Power the Future Executive Director Daniel Turner said, "This study only calculates a fraction of the cost of Alexandria-Ocasio Cortez's radical plan, which amounts to a socialist free-for-all with no regard for the American taxpayer.”

“No family should be forced to pay tens of thousands of dollars in the first year alone to fund AOC’s ideological wish list,” said Turner.  “Thankfully, Americans see through the Green New Deal and are beginning to fight back."

Looking at one cost element, energy/electricity, CEI noted the work done by the energy research firm Wood Mackenzie. This group “estimates that the greening of the U.S. power sector would cost approximately $35,000 per household and take 20 years,” reported CEI. “Wood Mackenzie estimate a total price tag of some $4.7 trillion, including around $1.5 trillion to add 1,600 gigawatts of wind and solar capacity and $2.5 trillion of investments in 900 gigawatts of storage.”

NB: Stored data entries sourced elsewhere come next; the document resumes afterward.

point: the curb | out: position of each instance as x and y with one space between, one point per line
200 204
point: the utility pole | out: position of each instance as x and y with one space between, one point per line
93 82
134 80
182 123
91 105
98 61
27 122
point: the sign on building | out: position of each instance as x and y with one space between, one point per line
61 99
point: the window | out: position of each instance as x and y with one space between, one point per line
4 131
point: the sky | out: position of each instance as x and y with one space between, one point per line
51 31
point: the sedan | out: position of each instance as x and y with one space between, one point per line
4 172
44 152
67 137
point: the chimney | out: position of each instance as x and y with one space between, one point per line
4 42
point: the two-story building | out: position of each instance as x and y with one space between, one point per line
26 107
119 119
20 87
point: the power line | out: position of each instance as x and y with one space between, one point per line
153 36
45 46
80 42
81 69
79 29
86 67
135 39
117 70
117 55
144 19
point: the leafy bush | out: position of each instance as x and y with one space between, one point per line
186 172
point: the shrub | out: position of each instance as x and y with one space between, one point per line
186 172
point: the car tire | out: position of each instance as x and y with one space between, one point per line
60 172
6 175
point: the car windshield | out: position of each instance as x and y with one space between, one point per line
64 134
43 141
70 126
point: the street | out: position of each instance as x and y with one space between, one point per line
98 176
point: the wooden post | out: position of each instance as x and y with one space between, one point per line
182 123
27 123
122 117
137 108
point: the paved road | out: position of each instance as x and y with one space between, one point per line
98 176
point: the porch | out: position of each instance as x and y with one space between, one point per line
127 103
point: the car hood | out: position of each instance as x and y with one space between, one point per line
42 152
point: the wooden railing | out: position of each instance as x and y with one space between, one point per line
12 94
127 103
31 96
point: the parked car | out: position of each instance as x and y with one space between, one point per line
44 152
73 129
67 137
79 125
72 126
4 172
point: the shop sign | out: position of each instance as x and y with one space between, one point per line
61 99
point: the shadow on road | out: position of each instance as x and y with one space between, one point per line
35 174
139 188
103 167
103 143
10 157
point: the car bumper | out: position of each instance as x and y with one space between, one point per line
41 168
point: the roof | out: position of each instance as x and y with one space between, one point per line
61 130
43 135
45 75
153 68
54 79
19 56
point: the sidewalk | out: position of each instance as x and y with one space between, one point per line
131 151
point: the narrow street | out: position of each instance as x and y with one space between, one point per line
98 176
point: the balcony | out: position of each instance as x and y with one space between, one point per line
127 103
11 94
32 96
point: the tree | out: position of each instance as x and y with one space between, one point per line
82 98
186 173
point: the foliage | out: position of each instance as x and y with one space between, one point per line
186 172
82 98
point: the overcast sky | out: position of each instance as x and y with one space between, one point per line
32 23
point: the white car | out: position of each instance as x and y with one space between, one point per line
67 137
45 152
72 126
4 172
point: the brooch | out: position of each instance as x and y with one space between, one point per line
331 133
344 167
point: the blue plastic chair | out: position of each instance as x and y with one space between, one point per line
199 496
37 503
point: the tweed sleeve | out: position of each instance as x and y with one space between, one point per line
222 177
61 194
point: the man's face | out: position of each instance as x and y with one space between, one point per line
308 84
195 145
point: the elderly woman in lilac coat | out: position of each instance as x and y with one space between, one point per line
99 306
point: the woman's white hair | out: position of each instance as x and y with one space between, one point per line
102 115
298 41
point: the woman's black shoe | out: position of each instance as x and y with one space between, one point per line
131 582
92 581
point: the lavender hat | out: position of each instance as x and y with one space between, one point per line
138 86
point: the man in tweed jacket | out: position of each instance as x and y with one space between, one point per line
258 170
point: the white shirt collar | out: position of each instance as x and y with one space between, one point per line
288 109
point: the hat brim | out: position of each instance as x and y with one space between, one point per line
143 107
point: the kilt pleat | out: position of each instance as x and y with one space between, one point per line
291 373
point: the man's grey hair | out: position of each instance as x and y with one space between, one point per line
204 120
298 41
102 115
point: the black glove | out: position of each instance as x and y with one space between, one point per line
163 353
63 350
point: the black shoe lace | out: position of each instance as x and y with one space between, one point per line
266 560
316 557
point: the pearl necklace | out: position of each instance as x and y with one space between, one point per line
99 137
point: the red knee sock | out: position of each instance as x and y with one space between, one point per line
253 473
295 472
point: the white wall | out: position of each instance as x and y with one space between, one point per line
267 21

“Another $700 billion is estimated for new high transmission power lines to move that electricity from sun-drenched deserts and windswept plains to the urban areas where it would be used,” reported CEI.


The GND bill was introduced in February 7, 2019 by Rep. Ocasio-Cortez (D-N.Y.), and Sen. Edward Markey (D-Mass.). The bill includes seven goals, which are,

  1. Shift 100% of national power generation to renewable sources.
  2. Build a national energy-efficient "smart" grid.
  3. Upgrade all buildings to become energy efficient.
  4. Decarbonize manufacturing and agricultural industries.
  5. Decarbonize, repair, and upgrade the nation's infrastructure, especially transportation.
  6. Fund massive investment in the drawdown and capture of greenhouse gases.
  7. Adopting these goals would make "green" technology, industry, expertise, products, and services a major U.S. export. As a result, America could become an international leader in helping other countries transition to completely carbon-neutral economies.

CEI concluded, “the Green New Deal is a plan to radically reshape the American economy and the landscape of a household economy. Every aspect of how we live and work would be affected by the proposal. The preponderance of goods essential for agriculture, transportation, and construction would be replaced. In short, it is not realistic.”

For individuals interested in pursuing ways that can be helpful to the environment, the group suggests the following:

  1. Reduce emissions by using your car less and using more sustainable forms of transportation instead like bicycling or public transportation.
  2. Reuse and recycle: use reusable shopping bags instead of plastic ones, refillable water bottles and take advantage of second-hand markets and recycle your waste.
  3. Change your diet by eating less meat and by buying organic food.
  4. Save energy by being careful how you use home appliances.
  5. Plant a tree, which can absorb a ton of CO2 throughout its life.